Thanks for the tip warerat! I swapped A109 and A110, but unfortunately no diff. Also tried swapping A107 and A108 into A109.. Booting the Atari with only the 850 and no drives attached does not load the handler, and calling it from DOS also does not respond.

 

I've also now tested both 6532/RIOT chips in a 1050, and they work just fine there. so the 4 main IC's are confirmed good. (RIOTs, CPU, ROM)

 

I have a DMM and logic probe, so thought I'd start going through the field service manual and see how far I get... Here's a summary of my findings:

 

  • Confirmed Vcc/Vpp READY coming from the computer correctly controls the reset state of the CPU. Z101 pin 10 and CPU pin 1 (reset) changes from low to high 200ms after the computer is powered on as described. (no delay when reading pin 10 on the SIO port)
  • I measure a good +5V DC, +10V DC and -8V DC at the relevant points. I don't have an oscilloscope, so can't check for ripple, but the DMM readings were steady.
  • Z102 (4013) pin 12 & 13 show a pulse, not sure the frequency. I don't think I'm able to verify If the clock is out of spec without an oscilloscope.
  • Testing the least significant address bit of the CPU on pin 5 shows a pulse, showing CPU activity.
  • Phi2 output from the CPU to the 6532's shows a pulse (pin 28 on CPU)
  • RAM is OK, no pulses seen on pins 3, 5, or 7 of the parallel port when the computer is turned on.
  • SIO command frames from the computer via 3086 A109A can be seen pulsing on pin 8 of of the A104 6532.
  • SIO ACK signals are supposed to be coming from pin 13 of the A104 6532, but I only see a steady 'high' on this pin, no matter the state of the computer.

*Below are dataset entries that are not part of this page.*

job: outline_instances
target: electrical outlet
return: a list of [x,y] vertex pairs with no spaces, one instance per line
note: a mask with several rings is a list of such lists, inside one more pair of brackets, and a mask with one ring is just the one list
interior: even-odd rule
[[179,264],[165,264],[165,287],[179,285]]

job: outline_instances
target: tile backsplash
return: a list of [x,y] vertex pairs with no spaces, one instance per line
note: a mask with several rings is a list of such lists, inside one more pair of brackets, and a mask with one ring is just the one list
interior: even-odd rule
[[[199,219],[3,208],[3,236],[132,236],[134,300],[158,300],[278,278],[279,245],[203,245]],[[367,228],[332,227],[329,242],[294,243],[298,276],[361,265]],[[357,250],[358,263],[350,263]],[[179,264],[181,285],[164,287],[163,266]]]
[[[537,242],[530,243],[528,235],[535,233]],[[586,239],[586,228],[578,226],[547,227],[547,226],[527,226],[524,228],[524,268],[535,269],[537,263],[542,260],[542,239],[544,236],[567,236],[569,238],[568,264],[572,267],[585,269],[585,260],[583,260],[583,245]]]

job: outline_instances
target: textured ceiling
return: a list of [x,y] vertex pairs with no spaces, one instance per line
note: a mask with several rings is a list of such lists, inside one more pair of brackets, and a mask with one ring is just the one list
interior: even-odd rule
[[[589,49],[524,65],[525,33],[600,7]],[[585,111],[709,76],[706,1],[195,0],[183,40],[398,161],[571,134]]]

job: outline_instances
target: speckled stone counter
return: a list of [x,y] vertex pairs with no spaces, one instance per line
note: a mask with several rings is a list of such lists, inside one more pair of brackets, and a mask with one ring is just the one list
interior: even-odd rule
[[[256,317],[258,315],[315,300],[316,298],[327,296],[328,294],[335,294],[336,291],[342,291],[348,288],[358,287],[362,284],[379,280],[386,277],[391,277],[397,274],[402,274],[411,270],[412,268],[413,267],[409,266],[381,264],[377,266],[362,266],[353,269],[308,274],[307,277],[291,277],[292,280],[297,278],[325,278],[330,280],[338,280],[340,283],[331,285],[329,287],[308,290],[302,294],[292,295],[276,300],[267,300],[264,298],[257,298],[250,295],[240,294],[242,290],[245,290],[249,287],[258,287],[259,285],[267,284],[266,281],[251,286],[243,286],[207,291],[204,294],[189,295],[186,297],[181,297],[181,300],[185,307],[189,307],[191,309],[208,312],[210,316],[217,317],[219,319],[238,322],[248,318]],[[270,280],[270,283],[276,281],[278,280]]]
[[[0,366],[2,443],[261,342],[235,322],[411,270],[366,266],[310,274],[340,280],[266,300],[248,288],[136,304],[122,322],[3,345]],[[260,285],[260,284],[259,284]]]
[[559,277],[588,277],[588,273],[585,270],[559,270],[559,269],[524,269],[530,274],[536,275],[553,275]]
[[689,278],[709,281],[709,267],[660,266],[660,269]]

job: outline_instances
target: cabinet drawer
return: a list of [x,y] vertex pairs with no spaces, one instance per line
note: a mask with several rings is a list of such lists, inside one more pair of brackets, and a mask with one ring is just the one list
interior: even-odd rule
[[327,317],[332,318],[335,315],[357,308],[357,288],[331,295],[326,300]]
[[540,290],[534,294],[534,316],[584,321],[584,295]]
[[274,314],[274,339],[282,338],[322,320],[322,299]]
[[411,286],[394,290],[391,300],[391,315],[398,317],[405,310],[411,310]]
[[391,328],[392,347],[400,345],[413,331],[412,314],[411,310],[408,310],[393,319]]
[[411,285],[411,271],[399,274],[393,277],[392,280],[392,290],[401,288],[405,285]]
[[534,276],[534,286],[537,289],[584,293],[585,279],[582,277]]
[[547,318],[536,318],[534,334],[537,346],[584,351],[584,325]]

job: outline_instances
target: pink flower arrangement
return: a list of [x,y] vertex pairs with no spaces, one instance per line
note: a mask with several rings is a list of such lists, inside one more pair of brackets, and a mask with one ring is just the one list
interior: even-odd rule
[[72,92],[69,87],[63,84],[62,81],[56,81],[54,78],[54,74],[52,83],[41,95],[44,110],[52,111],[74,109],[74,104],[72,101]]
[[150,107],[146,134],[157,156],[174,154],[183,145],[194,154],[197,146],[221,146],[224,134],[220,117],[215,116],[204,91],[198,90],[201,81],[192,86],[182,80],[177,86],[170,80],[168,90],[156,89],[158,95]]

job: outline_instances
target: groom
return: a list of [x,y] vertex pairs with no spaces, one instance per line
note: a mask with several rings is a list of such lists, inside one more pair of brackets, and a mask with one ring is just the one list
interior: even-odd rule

So that last point is where' I'm stuck. I can see the 28 boot SIO command frames getting all the way to the 6532's, but nothing going back. the flow chart suggests "Replace A106 (LM349), A108 (LM349), and/or A104 (6532)" ... But I've swapped around most of those with no difference in behaviour seen. It would be odd for all to be bad, and I already know the 6532 is good.

 

Even if one of the 3086's was bad, I would think I should see A104 6532 emitting SIO ack signals at the pin of the chip.

 

Maybe clock is enough out of spec it can't decipher the SIO?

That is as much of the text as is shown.